Il aurait pu être exceptionnel s’il n’y avait eu quelques passages trop démonstratifs et insistants qui enlèvent la finesse de l’étude psychologique voulue par le cinéaste.

31 Comment

  1. Thème intéressant, un peu en mise en abîme; c’est le triste destin des stars. Quelques années de célébrité pour être vite éclipsé par une autre. Quoiqu’il en soit, la génération d’actrices de Juliette Binoche m’intéresse toujours plus que les starlettes montantes… À voir donc !

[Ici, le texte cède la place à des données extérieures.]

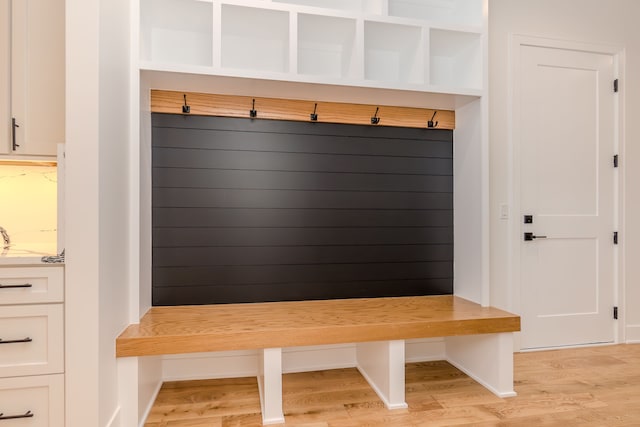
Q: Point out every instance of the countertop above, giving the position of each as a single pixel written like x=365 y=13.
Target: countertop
x=17 y=255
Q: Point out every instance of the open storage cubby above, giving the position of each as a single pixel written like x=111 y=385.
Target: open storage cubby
x=327 y=53
x=393 y=53
x=255 y=38
x=376 y=7
x=457 y=12
x=425 y=45
x=455 y=59
x=176 y=32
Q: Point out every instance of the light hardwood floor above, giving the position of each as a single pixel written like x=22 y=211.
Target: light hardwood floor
x=598 y=386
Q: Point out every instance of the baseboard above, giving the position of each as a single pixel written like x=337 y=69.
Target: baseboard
x=318 y=358
x=632 y=334
x=424 y=350
x=197 y=366
x=238 y=364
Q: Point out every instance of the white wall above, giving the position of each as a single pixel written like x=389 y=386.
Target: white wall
x=593 y=21
x=97 y=232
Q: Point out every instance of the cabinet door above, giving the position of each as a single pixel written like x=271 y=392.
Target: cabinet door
x=32 y=401
x=32 y=340
x=5 y=73
x=37 y=75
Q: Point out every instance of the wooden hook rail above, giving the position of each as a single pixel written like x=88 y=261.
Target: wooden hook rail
x=171 y=102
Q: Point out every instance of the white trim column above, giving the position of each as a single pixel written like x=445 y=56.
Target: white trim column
x=270 y=385
x=487 y=358
x=381 y=363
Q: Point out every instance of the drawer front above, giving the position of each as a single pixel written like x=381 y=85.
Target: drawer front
x=31 y=285
x=32 y=340
x=32 y=401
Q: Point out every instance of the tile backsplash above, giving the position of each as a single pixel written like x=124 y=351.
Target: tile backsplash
x=28 y=205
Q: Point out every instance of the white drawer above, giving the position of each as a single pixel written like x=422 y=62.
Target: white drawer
x=32 y=340
x=37 y=401
x=31 y=285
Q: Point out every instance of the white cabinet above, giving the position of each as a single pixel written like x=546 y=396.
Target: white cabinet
x=418 y=45
x=32 y=345
x=32 y=86
x=32 y=401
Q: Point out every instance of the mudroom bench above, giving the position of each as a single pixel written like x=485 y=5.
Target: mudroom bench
x=478 y=340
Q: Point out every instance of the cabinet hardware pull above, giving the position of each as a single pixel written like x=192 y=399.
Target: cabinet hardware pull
x=14 y=125
x=26 y=285
x=29 y=414
x=27 y=339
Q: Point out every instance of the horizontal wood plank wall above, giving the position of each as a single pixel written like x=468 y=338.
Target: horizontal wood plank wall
x=285 y=109
x=261 y=210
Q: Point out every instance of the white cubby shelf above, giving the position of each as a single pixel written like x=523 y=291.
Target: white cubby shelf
x=418 y=45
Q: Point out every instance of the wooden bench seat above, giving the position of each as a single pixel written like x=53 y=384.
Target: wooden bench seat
x=478 y=339
x=202 y=328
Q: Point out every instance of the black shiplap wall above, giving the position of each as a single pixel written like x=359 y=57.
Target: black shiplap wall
x=256 y=210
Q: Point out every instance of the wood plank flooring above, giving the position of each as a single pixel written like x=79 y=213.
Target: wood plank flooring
x=598 y=386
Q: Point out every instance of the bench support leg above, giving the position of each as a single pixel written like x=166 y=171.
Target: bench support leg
x=487 y=358
x=382 y=365
x=270 y=385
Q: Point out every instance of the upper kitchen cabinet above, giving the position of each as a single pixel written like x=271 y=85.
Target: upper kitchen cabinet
x=32 y=77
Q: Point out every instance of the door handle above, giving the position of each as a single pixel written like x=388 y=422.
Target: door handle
x=530 y=236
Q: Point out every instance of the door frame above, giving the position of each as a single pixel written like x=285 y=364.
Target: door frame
x=516 y=43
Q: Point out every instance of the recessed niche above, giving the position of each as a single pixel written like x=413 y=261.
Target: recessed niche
x=255 y=39
x=176 y=32
x=393 y=53
x=460 y=12
x=326 y=46
x=455 y=59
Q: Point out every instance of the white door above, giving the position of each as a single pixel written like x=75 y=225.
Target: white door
x=567 y=136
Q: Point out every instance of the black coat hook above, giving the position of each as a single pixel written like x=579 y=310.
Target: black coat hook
x=431 y=123
x=375 y=119
x=185 y=108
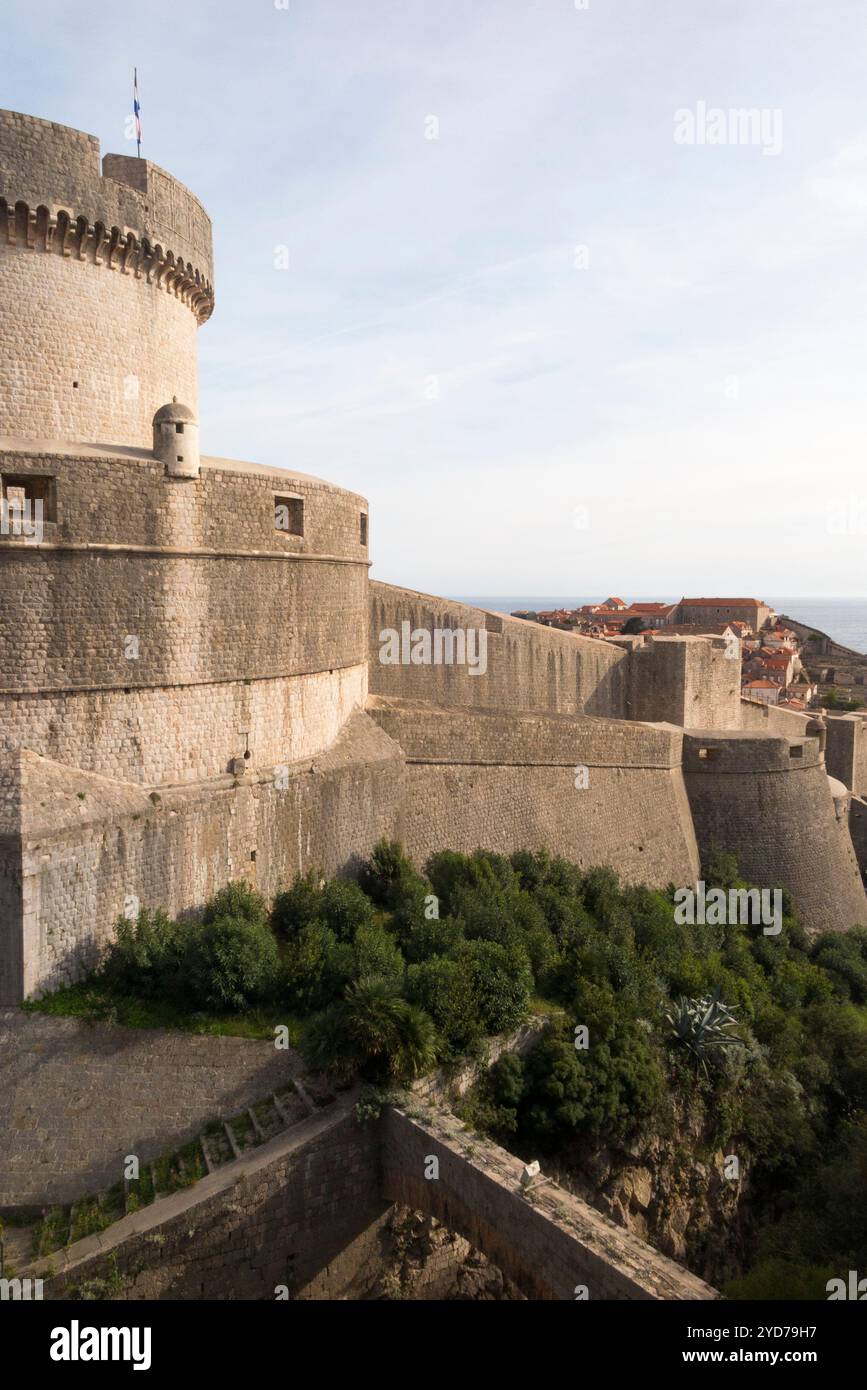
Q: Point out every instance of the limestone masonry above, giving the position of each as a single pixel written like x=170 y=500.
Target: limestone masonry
x=196 y=681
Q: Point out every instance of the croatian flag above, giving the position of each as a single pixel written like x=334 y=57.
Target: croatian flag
x=136 y=109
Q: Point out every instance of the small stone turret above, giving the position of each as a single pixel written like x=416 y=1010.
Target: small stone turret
x=177 y=439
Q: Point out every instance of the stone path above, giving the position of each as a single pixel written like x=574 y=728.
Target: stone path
x=75 y=1098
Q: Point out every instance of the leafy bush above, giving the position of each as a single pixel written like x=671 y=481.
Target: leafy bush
x=500 y=983
x=228 y=963
x=345 y=908
x=236 y=900
x=317 y=968
x=299 y=905
x=373 y=1030
x=377 y=954
x=443 y=988
x=388 y=876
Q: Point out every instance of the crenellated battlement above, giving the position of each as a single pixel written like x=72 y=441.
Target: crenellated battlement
x=132 y=216
x=65 y=234
x=89 y=357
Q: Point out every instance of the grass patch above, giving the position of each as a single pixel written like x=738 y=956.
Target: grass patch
x=95 y=1002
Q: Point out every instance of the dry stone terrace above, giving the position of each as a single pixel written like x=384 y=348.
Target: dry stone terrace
x=75 y=1098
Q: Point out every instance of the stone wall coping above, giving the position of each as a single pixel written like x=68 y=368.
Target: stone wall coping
x=168 y=1208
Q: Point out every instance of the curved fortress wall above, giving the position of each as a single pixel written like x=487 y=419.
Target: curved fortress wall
x=769 y=801
x=163 y=628
x=596 y=791
x=104 y=278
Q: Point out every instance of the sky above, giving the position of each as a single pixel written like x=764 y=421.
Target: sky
x=512 y=270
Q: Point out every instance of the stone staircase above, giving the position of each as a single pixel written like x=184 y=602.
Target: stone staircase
x=223 y=1141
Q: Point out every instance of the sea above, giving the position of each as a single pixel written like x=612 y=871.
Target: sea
x=845 y=620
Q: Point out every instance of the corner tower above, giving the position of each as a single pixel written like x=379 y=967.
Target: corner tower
x=104 y=278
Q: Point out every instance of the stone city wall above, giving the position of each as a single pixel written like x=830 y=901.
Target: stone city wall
x=846 y=751
x=289 y=1218
x=89 y=845
x=769 y=802
x=528 y=666
x=505 y=783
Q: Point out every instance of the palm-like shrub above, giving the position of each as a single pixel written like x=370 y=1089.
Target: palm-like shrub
x=702 y=1026
x=373 y=1030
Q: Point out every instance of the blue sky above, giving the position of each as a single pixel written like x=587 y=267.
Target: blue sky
x=559 y=350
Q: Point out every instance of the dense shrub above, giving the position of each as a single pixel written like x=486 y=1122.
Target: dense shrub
x=443 y=988
x=373 y=1030
x=345 y=908
x=317 y=968
x=228 y=963
x=388 y=876
x=400 y=969
x=299 y=905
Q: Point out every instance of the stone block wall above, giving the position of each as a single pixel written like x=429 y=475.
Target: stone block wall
x=769 y=802
x=100 y=844
x=528 y=666
x=549 y=1243
x=291 y=1215
x=277 y=1218
x=857 y=829
x=769 y=719
x=846 y=751
x=185 y=733
x=685 y=680
x=163 y=627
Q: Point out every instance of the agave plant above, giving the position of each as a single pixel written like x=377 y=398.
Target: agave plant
x=703 y=1025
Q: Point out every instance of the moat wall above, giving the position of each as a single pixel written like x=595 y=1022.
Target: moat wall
x=288 y=1216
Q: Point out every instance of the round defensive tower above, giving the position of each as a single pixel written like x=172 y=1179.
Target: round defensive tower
x=166 y=617
x=104 y=277
x=769 y=801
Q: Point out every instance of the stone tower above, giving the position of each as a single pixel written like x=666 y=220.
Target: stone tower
x=104 y=278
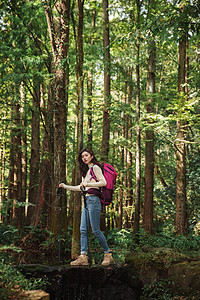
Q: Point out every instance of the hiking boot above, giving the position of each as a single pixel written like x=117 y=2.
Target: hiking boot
x=107 y=260
x=82 y=260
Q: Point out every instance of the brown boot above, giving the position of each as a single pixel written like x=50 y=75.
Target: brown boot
x=107 y=260
x=82 y=260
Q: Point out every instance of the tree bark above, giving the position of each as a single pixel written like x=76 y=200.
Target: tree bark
x=107 y=100
x=138 y=138
x=90 y=92
x=59 y=43
x=79 y=81
x=35 y=155
x=149 y=144
x=180 y=222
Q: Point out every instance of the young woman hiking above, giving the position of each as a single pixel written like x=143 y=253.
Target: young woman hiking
x=90 y=213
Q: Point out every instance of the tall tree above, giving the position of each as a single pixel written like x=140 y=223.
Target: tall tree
x=106 y=107
x=79 y=83
x=138 y=137
x=149 y=140
x=35 y=154
x=90 y=90
x=59 y=36
x=181 y=129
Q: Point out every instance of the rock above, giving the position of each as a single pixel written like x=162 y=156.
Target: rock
x=96 y=282
x=186 y=277
x=34 y=295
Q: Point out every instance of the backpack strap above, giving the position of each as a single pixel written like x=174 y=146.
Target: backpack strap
x=93 y=174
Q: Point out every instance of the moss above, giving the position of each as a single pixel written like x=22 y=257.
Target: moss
x=154 y=265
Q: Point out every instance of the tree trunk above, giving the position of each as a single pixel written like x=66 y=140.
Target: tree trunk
x=149 y=144
x=129 y=156
x=180 y=223
x=107 y=100
x=42 y=216
x=35 y=155
x=79 y=80
x=138 y=146
x=89 y=92
x=60 y=43
x=18 y=210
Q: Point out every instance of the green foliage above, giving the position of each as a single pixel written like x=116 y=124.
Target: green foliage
x=13 y=282
x=160 y=290
x=8 y=234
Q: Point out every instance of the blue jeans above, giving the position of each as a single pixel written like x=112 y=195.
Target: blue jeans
x=91 y=215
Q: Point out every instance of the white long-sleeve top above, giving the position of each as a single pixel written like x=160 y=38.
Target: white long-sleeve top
x=89 y=182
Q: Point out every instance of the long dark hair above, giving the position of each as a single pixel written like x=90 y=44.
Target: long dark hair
x=83 y=168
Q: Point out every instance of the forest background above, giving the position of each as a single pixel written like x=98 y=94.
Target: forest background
x=121 y=78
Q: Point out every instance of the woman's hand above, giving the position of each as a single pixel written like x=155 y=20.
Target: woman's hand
x=63 y=185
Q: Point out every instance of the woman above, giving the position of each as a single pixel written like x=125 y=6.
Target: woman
x=90 y=213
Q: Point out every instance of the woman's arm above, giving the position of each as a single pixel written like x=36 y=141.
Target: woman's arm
x=71 y=187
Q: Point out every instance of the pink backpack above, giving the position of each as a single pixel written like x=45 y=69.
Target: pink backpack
x=110 y=175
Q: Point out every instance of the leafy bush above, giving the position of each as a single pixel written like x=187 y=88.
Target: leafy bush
x=8 y=234
x=13 y=282
x=160 y=290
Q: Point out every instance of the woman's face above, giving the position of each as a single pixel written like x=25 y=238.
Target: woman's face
x=86 y=157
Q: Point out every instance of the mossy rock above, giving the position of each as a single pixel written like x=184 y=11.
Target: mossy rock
x=152 y=266
x=186 y=278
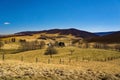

    1. Les starlettes montantes, aux choix habituellement éclectiques, tirent tout à fait leur épingle du jeu dans ce film.

  2. J’ai très envie de voir ce film poussée par la curiosité de voir le duo Binoche/Stewart et irait probablement ce we. Ce sera ma rentrée Cinéma !

  3. Malgré ce très bel article, j’hésite. J’ai pourtant beaucoup aimé les (premiers) films d’Assayas, très inventifs. J’avais le sentiment d’un sujet plus ordinaire et d’un traitement plus convenu du dit sujet. Et puis l’affiche est assez repoussante, je ne sais pas pourquoi. Il parait que Kristen Stewart y est une révélation, vous confirmez? Jusqu’à présent elle ne m’avait pas emballée….

    1. Oui nous confirmons ! Nous avons trouvé que son jeu lors des répétitions, où elle n’est pas une actrice mais l’assistante de la star qui l’oblige à lui donner la réplique, était tout en finesse, en équilibre entre le naturel de son personnage et la gaucherie de celle qui n’est pas une actrice professionnelle. Certains événements qui arrivent à l’autre jeune actrice lui sont vraiment arrivés et Assayas en fait une sorte de jeu de miroir…pour initiés bien sûr 😉

  4. Ah, vous aussi vous avez aimé ! Moi qui vois deux à trois films par semaine les bonnes semaines, je pense que celui-ci restera sans conteste dans mon top 2014. J’attends impatiemment le Saint Laurent de Bonello qui le détrônera peut-être…
    @Colette : allez-y je pense que vous ne regretterez pas.

    1. Un film qui plait aux femmes incontestablement. pourtant le thème du vieillissement traité à travers une actrice qui est censée n’avoir QUE 40 ans n’est pas très flatteur ! Mais l’association de talents divers nous a séduites.

    1. Le choix des 2 jeunes actrices très people en fait un film tout public mais il faut accrocher au côté pièce de théâtre dans le film.

  5. Vous me tentez Mesdames, j’avais de toute façon envie d’aller voir ce film car j’ai toujours suivi de près la carrière de Juliette Binoche, Kristen Stewart m’emballe bien mais laissons lui une chance…

  6. Bonsoir Matching points, je suis sûre que c’est bien mais comme je n’ai vraiment pas d’atome crochu avec Juliette Binoche, je n’ai vraiment pas envie de le voir. En revanche, j’ai vu en avant-première Gemma Bovery d’Anne Fontaine, j’ai beaucoup aimé. Bonne soirée.

  7. C’est la première critique que je lis sur ce film incroyable depuis que je l’ai vu et je suis contente de voir que sa profondeur et le talent avec lequel il est joué n’ont pas plu qu’à moi.
    J’ai été ébahie devant les différent niveaux d’interprétation (le fameux mélange vraie vie / répétition de la pièce) et la finesse des analyses qui sont permises. Pour le coup, et contrairement à vous qui émettez un petit bémol, j’ai été totalement conquise !

    1. Nous aussi avons bien aimé ce balancement entre vie réelle et théâtre par l’intermédiaire des répétitions et ce moment d’incertitude quand on ne sait plus si on est dans l’une ou dans l’autre.